1 of 21

On Leveraging Encoder-only Pre-trained LMs for Effective Keyphrase Generation

Di Wu, Wasi Uddin Ahmad, Kai-Wei Chang

Department of Computer Science

UCLA

2 of 21

Motivation

Keyphrase extraction (KPE) and keyphrase generation (KPG) are important NLP tasks that can benefit

Information retrieval
Text summarization
Clustering
Classification
…

3 of 21

Motivation

Pre-trained language models (LMs) have revolutionized the space of KPE and KPG research, showing promising results in

Unsupervised KPE [1, 2]
Zero-shot or low-resource KPG [3, 4]
Cross-lingual and cross-domain KPG [5, 6]

[1] Unsupervised Keyphrase Extraction by Jointly Modeling Local and Global Context (Liang et al., EMNLP 2021)

[2] PromptRank: Unsupervised Keyphrase Extraction Using Prompt (Kong et al., ACL 2023)

[3] Learning Rich Representation of Keyphrases from Text (Kulkarni et al., Findings 2022)

[4] Representation Learning for Resource-Constrained Keyphrase Generation (Wu et al., Findings 2022)

[5] Retrieval-Augmented Multilingual Keyphrase Generation with Retriever-Generator Iterative Training (Gao et al., Findings 2022)

[6] General-to-Specific Transfer Labeling for Domain Adaptable Keyphrase Generation (Meng et al., Findings 2023)

4 of 21

Motivation

A dilemma arises for KPG:

Strong empirical support for using in-domain LMs [6, 7].
Strong inductive bias for using sequence-to-sequence LMs.
Yet in-domain versions of these pre-trained LMs are very limited.

[6] General-to-Specific Transfer Labeling for Domain Adaptable Keyphrase Generation (Meng et al., Findings 2023)

[7] Rethinking Model Selection and Decoding for Keyphrase Generation with Pre-trained Sequence-to-Sequence Models (Wu et al., EMNLP 2023)

5 of 21

Motivation

Can we leverage BERT-like domain experts for KPG instead?

much more widely available
yet much less investigated

In this paper, we aim to provide a thorough investigation.

6 of 21

Evaluation Setup

We evaluate on two standard KPG testbenches

Scientific KPG [8]: KP20k, Inspec, Krapivin, NUS, and SemEval
News KPG [9]: KPTimes

We compare with well-established KPG methods

CatSeq [10]
ExHiRD-h [11]
Transformer [12]
SetTrans [12]

7 of 21

Evaluation Setup

Considered LMs

We consider both encoder-only and encoder-decoder pre-trained LMs.
We consider in-domain, cross-domain, and general domain LMs.
Inspired by [7], we train our own news domain LMs.

	General Domain	Science	News
Encoder-Only	BERT	SciBERT [13]	NewsBERT
Encoder-Decoder	BART	SciBART [7]	NewsBART

[7] Rethinking Model Selection and Decoding for Keyphrase Generation with Pre-trained Sequence-to-Sequence Models (Wu et al., EMNLP 2023)

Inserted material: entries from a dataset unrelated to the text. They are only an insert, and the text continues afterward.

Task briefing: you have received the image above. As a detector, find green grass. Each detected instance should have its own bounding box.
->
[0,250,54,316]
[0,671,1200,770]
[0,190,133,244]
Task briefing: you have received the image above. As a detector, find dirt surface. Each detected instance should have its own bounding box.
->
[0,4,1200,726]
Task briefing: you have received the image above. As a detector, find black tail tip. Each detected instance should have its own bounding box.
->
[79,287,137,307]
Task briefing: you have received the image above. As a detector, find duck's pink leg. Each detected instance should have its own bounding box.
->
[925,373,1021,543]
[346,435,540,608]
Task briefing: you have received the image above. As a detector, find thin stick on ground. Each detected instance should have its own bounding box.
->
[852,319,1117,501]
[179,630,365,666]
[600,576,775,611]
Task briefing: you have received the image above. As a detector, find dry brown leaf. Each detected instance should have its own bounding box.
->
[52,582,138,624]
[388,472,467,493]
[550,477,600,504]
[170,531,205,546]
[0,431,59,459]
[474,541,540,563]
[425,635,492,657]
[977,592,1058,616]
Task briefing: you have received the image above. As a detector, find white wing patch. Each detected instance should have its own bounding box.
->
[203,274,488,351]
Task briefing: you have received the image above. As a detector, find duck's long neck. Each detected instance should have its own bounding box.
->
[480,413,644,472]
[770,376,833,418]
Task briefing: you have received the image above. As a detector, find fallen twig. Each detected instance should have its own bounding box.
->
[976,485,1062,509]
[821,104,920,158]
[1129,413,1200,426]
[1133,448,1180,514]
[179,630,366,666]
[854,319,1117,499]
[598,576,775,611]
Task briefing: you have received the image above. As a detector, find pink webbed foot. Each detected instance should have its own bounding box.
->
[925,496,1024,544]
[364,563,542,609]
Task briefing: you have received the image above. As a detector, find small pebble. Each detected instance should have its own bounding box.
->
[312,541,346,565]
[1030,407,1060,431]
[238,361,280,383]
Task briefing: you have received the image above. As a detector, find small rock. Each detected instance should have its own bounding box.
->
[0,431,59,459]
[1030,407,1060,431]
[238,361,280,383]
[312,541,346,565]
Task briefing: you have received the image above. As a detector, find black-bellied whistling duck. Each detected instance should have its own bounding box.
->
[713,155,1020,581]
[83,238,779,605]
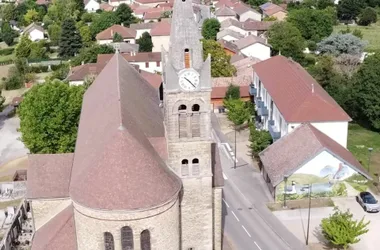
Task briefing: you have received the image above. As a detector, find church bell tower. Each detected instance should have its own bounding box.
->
[162,0,214,250]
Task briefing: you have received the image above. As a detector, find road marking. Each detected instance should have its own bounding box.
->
[241,225,251,238]
[253,241,262,250]
[223,199,230,208]
[231,211,239,221]
[223,173,228,180]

[13] SciBERT: A Pretrained Language Model for Scientific Text (Beltagy et al., EMNLP-IJCNLP 2019)

8 of 21

Modeling

How to effectively leverage encoder-only models?
We consider three approaches

Sequence labeling for KPE
BERT2BERT for KPG
Prefix-LM for KPG

9 of 21

Modeling

How to effectively leverage encoder-only models?
Approach 1: sequence labeling for KPE

We use a token-level classification formulation.
We consider the use of conditional random fields (CRF).

10 of 21

Modeling

How to effectively leverage encoder-only models?
Approach 2: BERT2BERT

We initialize a sequence-to-sequence model using various-sized BERT checkpoints distributed by [14].
We investigate two variations

Varying the depth of the encoder and the decoder.
Randomly initializing the encoder or the decoder.

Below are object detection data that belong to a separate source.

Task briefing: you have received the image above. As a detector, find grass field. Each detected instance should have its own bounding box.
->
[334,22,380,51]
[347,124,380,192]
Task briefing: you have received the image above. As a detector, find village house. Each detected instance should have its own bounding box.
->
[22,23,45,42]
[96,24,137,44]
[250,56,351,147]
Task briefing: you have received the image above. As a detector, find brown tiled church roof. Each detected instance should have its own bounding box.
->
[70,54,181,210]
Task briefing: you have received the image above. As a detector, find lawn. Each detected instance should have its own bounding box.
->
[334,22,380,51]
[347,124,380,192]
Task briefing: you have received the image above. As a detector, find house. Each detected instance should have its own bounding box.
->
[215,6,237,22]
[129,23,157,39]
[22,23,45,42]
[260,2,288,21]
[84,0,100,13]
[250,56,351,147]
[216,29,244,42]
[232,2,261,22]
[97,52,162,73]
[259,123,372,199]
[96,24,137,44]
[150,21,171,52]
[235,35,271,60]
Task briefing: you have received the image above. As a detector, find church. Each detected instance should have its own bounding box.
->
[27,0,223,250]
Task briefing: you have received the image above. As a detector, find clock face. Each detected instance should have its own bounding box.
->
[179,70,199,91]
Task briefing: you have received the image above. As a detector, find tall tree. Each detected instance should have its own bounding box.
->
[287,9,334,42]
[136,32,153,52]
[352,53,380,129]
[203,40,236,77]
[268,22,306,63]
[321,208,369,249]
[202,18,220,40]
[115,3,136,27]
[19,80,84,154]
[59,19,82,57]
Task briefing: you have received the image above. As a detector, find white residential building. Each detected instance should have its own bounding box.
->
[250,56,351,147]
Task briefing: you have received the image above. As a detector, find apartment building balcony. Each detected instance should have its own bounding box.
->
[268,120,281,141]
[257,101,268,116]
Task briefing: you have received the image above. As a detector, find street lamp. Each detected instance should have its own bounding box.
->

[14] Well-read students learn better: On the importance of pre-training compact models (Turc et al., 2019)

11 of 21

Modeling

How to effectively leverage encoder-only models?
Approach 3: Prefix-LM

We follow [15] to fine-tune encoder-only LMs using a sequence-to-sequence attention mask pattern.
The loss is based on masking and recovering the target sequence.
During inference, autoregressive decoding is used.

[15] Unified Language Model Pre-training for Natural Language Understanding and Generation (Dong et al., NeurIPS 2019)

12 of 21

Results

Our experiments address the following research questions

Is the KPG formulation less suitable to encoder-only pre-trained LMs compared to KPE?
Can encoder-only pre-trained LMs generate better keyphrases than encoder-decoder pre-trained LMs?
What is the best parameter allocation strategy for using encoder-decoder pre-trained LMs to balance the performance and computational cost?

13 of 21

Results: KPE vs. KPG

CRF improves KPE performance.
KPG with prefix-LM can achieve the same level of present keyphrase performance as KPE methods.

14 of 21

Results: BERT for KPG – prefix-LM

The prefix-LM approach achieves strong performance.
With in-domain BERT models, prefix-LM outperforms general-domain BART.

15 of 21

Results: BERT for KPG – prefix-LM

Compared to various non-pre-trained baselines, prefix-LM exhibits much more superior data efficiency.

Prefix-LM trained with 2k data performs on par with SetTrans trained on 100k.

16 of 21

Results: BERT for KPG – BERT2BERT

We also dive into the key design factor behind the strong performance of BERT2BERT.

Our first observation is that depth should be prioritized over the width in parameter allocation.

17 of 21

Results: BERT for KPG – BERT2BERT

Finally, we investigate how to allocate the layer budget across the encoder and the decoder.

The deep-encoder-shallow-decoder approach improves over the other parameter allocation strategies.

18 of 21

Results: BERT for KPG – BERT2BERT

The deep-encoder-shallow-decoder approach also provides much better inference latency than the other designs.

19 of 21

Summary

We unveil the potential of encoder-only pre-trained LMs for KPG.
Two formulations are introduced and systematically compared

Prefix-LM
BERT2BERT

Experiments show their strong performance, resource efficiency, and competitive inference latency.
We also dive deep into their various design considerations.